Focus deeper analysis on HIGH risk. For critical paths, check blast radius: how many other files reference this code?

**Security logic escalation**: for crypto, auth, and timing-sensitive code, do not stop at verifying API calls are correct. Examine the surrounding logic for flaws that undermine the security property (e.g., correct `timingSafeEqual` call but early return on length mismatch). See `references/common-patterns.md` Security section.

## Anti-patterns to Flag

| Anti-pattern                                                                  | Why it matters                                                             |
| ----------------------------------------------------------------------------- | -------------------------------------------------------------------------- |
| `any` on `Env` or handler params                                              | Defeats type safety for every binding access downstream                    |
| `as unknown as T` double-cast                                                 | Hides real type incompatibilities — fix the underlying design              |
| `@ts-ignore` / `@ts-expect-error` without explanation                         | Masks errors silently; require a comment justifying each suppression       |
| Buffering unbounded data (`await res.text()`, `await res.json()` on streams)  | Memory exhaustion on large payloads; use streaming                         |
| Hardcoded secrets or API keys                                                 | Use `env` bindings and `wrangler secret`                                   |
| `blockConcurrencyWhile` on every request                                      | Only for initialization; blocks all concurrent requests                    |
| Single global Durable Object                                                  | Creates a bottleneck; shard by coordination atom                           |
| In-memory-only state in DOs                                                   | Lost on eviction; persist to SQLite storage                                |
| Missing DO migrations in config                                               | New DO classes require migration entries or deployment fails               |
| Floating promises (`step.do()`, `fetch()` without `await`)                    | Silent bugs — drops results, breaks Workflow durability, ignores errors    |
| Non-serializable values across boundaries (`Response`, `Error` in step/queue) | Compiles but fails at runtime; extract plain data before crossing boundary |
| `implements` instead of `extends` on platform base classes                    | Legacy pattern — loses `this.ctx`, `this.env` access from base class       |

## What NOT to Flag

- Style not enforced by linters
- "Could be cleaner" when code is correct and clear
- Theoretical performance concerns without evidence
- Missing features not in scope of the example
- Pre-existing issues in unchanged code
- TOML config in existing docs (only flag for new content)

## Output Format

```
**[SEVERITY]** Brief description
`file.ts:42` — explanation with evidence (tool output, type error, config mismatch)
Suggested fix: `code` (if applicable)
```

Severity: **CRITICAL** (security, data loss, crash) | **HIGH** (type error, wrong API, broken config) | **MEDIUM** (missing validation, edge case, outdated pattern) | **LOW** (style, minor improvement)

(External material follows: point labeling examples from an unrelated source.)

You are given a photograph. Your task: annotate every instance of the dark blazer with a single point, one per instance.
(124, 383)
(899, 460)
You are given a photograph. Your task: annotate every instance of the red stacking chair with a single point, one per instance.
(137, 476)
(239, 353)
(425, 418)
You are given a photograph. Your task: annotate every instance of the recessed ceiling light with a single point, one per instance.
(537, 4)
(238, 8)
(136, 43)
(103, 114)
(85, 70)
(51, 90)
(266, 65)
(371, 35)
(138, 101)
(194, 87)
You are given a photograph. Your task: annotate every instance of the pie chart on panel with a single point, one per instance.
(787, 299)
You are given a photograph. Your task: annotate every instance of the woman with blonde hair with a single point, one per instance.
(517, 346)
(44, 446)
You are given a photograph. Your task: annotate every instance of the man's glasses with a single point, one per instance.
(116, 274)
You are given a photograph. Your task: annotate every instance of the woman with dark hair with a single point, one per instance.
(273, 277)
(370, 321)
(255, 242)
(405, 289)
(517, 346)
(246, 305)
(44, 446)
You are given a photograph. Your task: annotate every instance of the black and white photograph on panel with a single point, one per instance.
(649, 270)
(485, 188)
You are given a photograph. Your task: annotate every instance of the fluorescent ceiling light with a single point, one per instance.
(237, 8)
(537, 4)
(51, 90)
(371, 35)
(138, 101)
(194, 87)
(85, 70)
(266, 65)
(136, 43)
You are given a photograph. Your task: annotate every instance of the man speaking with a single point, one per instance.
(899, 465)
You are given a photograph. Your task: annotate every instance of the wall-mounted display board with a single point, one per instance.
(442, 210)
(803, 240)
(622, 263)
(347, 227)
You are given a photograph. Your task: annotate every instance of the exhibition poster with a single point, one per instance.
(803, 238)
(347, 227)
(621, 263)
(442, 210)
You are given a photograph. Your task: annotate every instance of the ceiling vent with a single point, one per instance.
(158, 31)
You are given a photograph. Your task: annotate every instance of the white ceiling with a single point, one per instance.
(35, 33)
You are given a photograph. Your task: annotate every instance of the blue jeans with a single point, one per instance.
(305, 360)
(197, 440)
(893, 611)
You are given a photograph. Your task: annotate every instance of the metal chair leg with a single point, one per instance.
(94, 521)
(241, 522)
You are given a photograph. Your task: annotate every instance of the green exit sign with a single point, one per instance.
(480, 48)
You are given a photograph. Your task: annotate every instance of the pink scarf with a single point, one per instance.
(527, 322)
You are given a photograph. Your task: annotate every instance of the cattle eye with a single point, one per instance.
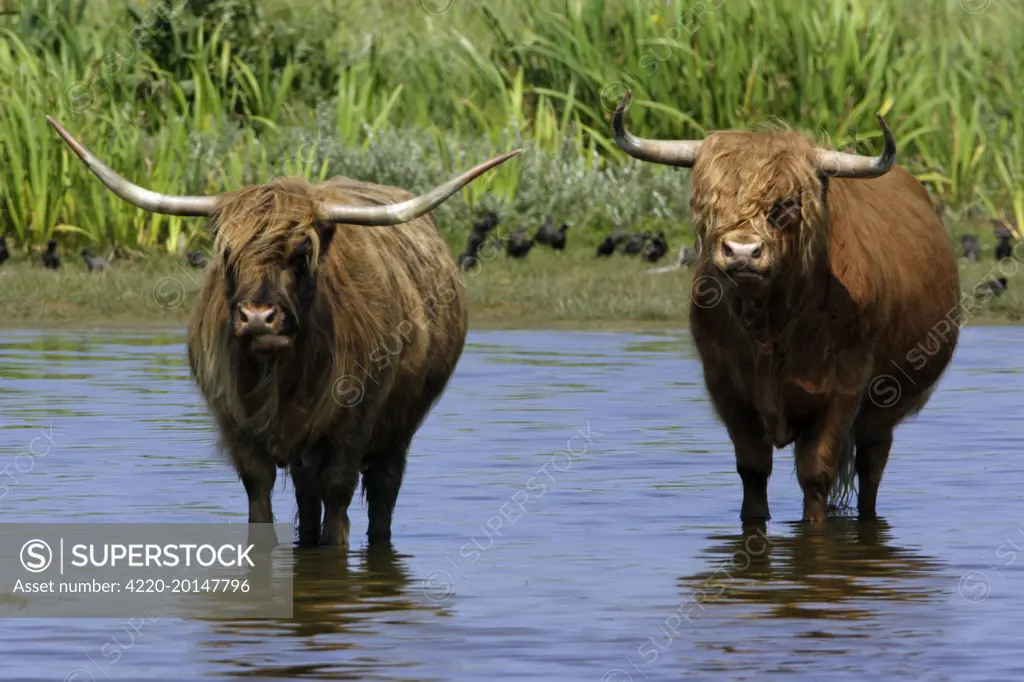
(784, 213)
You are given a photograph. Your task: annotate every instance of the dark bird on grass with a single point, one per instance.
(635, 244)
(468, 260)
(94, 262)
(972, 249)
(990, 287)
(197, 259)
(478, 233)
(50, 257)
(518, 244)
(656, 249)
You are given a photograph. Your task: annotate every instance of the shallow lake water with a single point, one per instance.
(625, 561)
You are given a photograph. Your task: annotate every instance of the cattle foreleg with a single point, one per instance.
(817, 453)
(872, 454)
(754, 455)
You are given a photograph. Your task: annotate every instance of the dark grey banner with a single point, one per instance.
(230, 570)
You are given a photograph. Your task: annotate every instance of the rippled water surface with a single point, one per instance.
(624, 560)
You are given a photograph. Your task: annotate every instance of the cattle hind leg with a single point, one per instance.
(384, 463)
(307, 498)
(823, 459)
(258, 473)
(337, 477)
(381, 483)
(754, 453)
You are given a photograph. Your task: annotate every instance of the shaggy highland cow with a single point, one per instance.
(825, 303)
(320, 345)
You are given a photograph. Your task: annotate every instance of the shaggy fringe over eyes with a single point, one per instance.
(739, 175)
(266, 222)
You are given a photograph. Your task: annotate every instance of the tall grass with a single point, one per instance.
(199, 96)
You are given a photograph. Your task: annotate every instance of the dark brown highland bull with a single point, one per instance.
(824, 303)
(318, 345)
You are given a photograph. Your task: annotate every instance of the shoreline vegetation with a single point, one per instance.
(570, 290)
(200, 96)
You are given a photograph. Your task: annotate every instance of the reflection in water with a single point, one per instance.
(583, 582)
(814, 573)
(334, 603)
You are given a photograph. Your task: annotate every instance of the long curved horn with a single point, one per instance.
(408, 210)
(134, 195)
(840, 164)
(671, 153)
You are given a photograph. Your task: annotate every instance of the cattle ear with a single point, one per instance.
(299, 257)
(784, 213)
(325, 230)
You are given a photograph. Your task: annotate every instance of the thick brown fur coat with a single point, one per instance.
(382, 322)
(849, 336)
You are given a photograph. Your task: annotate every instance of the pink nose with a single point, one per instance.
(257, 318)
(738, 255)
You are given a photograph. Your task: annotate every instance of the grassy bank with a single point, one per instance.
(547, 290)
(196, 96)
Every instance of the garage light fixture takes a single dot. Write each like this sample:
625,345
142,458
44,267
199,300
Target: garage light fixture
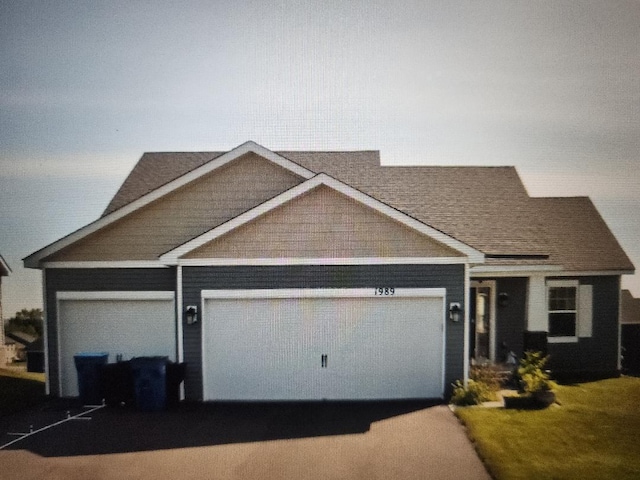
191,313
455,312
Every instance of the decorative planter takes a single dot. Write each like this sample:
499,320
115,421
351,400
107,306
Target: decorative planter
537,400
544,398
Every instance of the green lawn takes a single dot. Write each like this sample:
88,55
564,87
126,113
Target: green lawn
20,390
594,433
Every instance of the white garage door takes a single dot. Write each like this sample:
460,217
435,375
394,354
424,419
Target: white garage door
323,344
129,323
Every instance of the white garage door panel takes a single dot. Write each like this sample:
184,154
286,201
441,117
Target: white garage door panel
271,349
127,327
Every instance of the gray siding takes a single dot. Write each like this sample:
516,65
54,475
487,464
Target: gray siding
94,280
196,279
596,356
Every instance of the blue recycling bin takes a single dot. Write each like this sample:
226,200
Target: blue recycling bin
88,365
150,382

End with a summary count by severity. If no issues found, say so directly.

## Principles

- **Be certain.** Investigate before flagging. If you cannot confirm an API, binding pattern, or config field, retrieve the docs or schema first.
- **Provide evidence.** Reference line numbers, tool output, schema fields, or type definitions.
- **Correctness over completeness.** A concise example that works is better than a comprehensive one with errors.
- **Respect existing patterns.** Do not flag conventions already established in the codebase unless actively harmful.
- **Focus on what developers will copy.** Code in documentation gets pasted into production. Treat it accordingly.